Giveaway Ginther Holds True to His Name


COLUMBUS, OH – Andy Ginther and Columbus City Council continued to show their true colors at tonight’s Columbus City Council meeting. Three separate Enterprise Zone 10-year 75% abatements were handed out without a blink of an eye, totaling roughly $24.74 million dollars. But it doesn’t end there. The generosity of Ginther and company also included more taxpayer funds to help subsidize the construction of the Merchant Building totaling $31 million.


Recipients of the tax abatements included a $4.7 million hand out to the Trident Capital Group whose companies' assets are valued at approximately $1.2 billion. Local developer and friend of Ginther, Crawford Hoying, received a $9.6 million property tax gift. And not to be outdone was CCBCC Operations, LLC which is the nation’s largest Coca-Cola bottler and who is owned by Coca-Cola Consolidated. Gross profits for Coca-Cola Consolidated in the first quarter of 2023 was $624 million and one share of Coca-Cola Consolidated is currently selling at $646. Do you think that just maybe they might be able to get by with paying their fair share of property taxes?

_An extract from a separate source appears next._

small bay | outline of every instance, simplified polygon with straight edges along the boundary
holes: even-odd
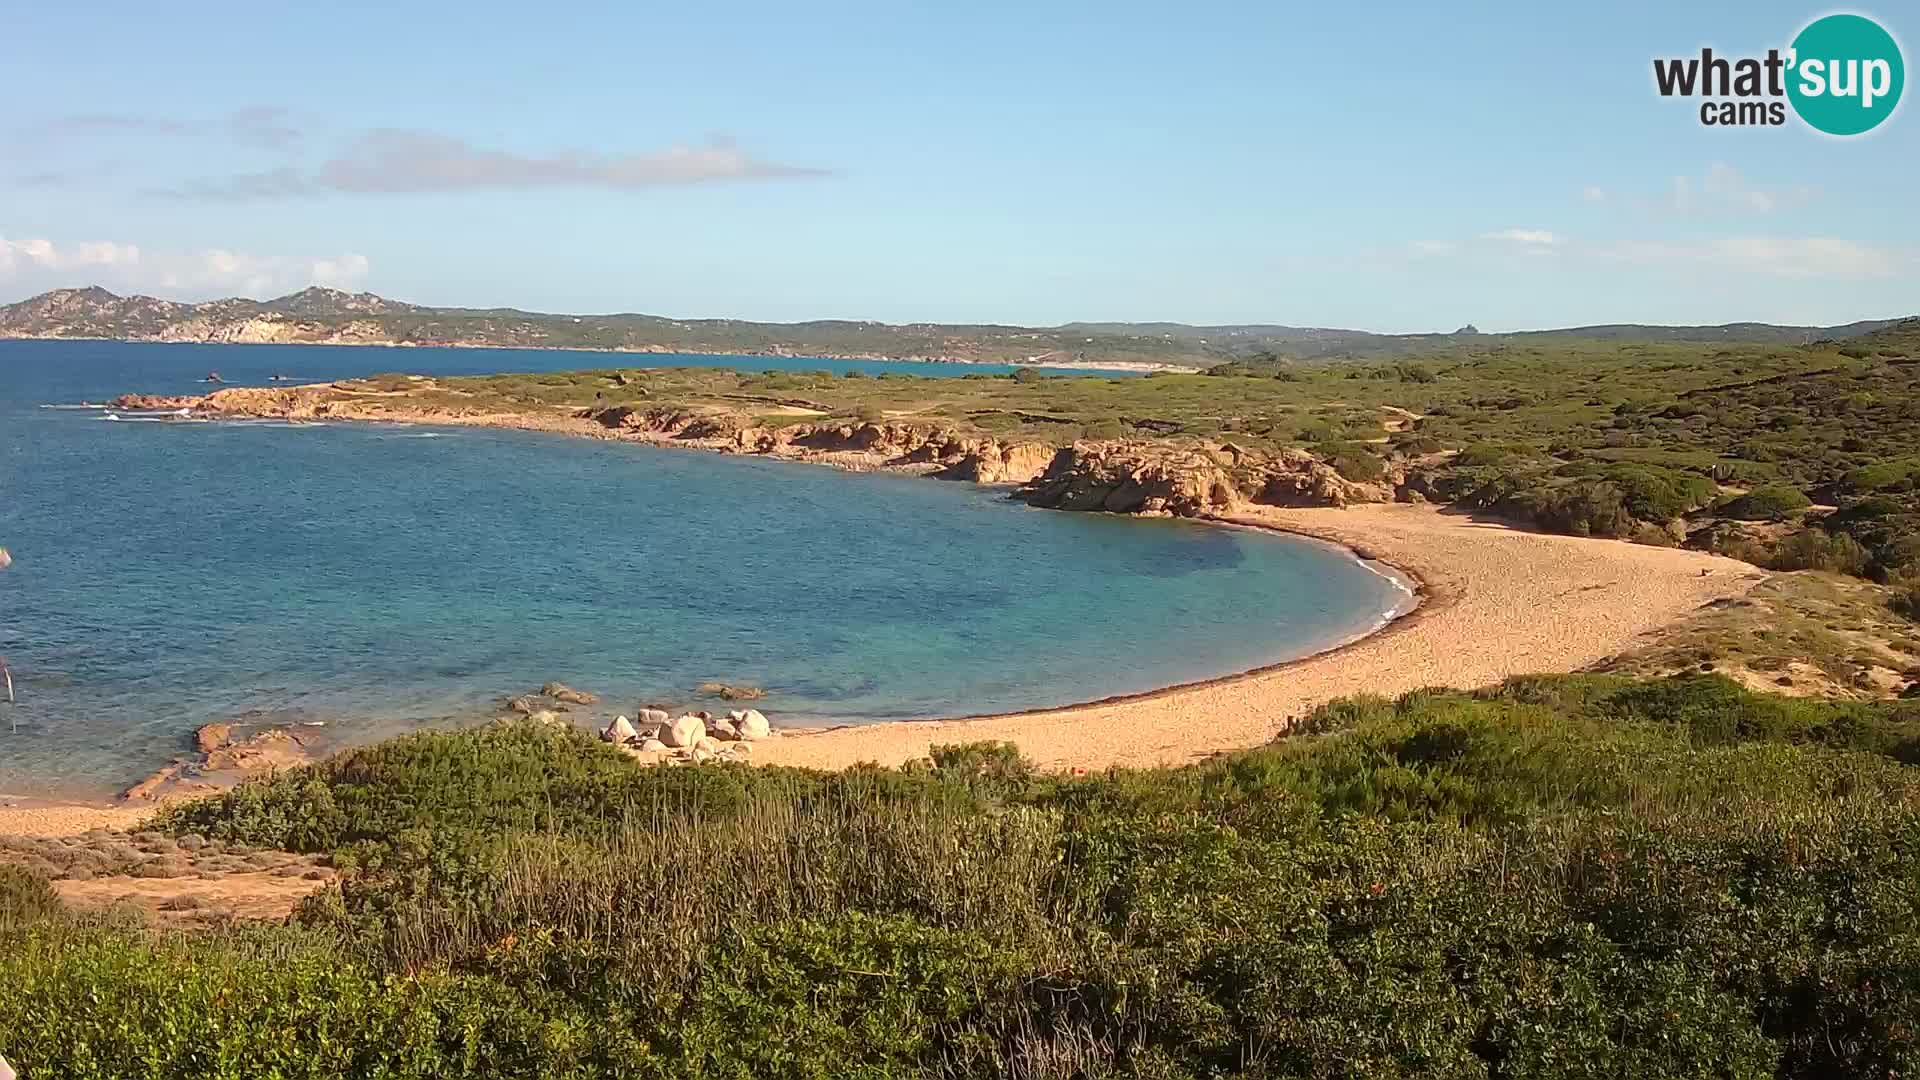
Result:
[[[1041,708],[1363,633],[1391,583],[1316,543],[1029,509],[1004,491],[527,432],[112,423],[48,404],[724,364],[537,350],[0,342],[0,793],[97,796],[195,727],[367,741],[560,679],[601,712],[765,687],[776,723]],[[18,730],[11,729],[12,723]]]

Between the three sweetheart deals, they will create a total of 59 new jobs that will generate 10-years of city income tax revenue totaling $699,400 for $24.7 million in property tax savings. This directly results in the defunding of public education, the reduction in revenue for non-profit social service agencies, and the burdening of property owners with higher property taxes. Currently, the Franklin County Auditor is predicting a 30% increase in property tax value, and at the same time, Columbus Public Schools needs to place a levy on the ballot that will raise taxes by $269.50 per $100,000 of property value.


But why stop there. Developers Rockbridge and The Edwards Company have teamed up to build the 32-story Merchant Building, which is now in year 6 of its planning. The project began in 2017 with a price tag of $120 million and has increased to about $345 million. But these poor developers just can’t seem to make ends meet without public subsidies. The city, county, and state have had an open checkbook for this project since day one. $31 million from the city, $40 million from the county, a $34 million state tax credit, and more. This has to be one of the largest pork barrel projects ever devised in Columbus by local politicians, special interests groups, and well-connected lobbyists. And when the two developers employ Michael Coleman and former City Council President John Kennedy as their lobbyists, what more needs to be said.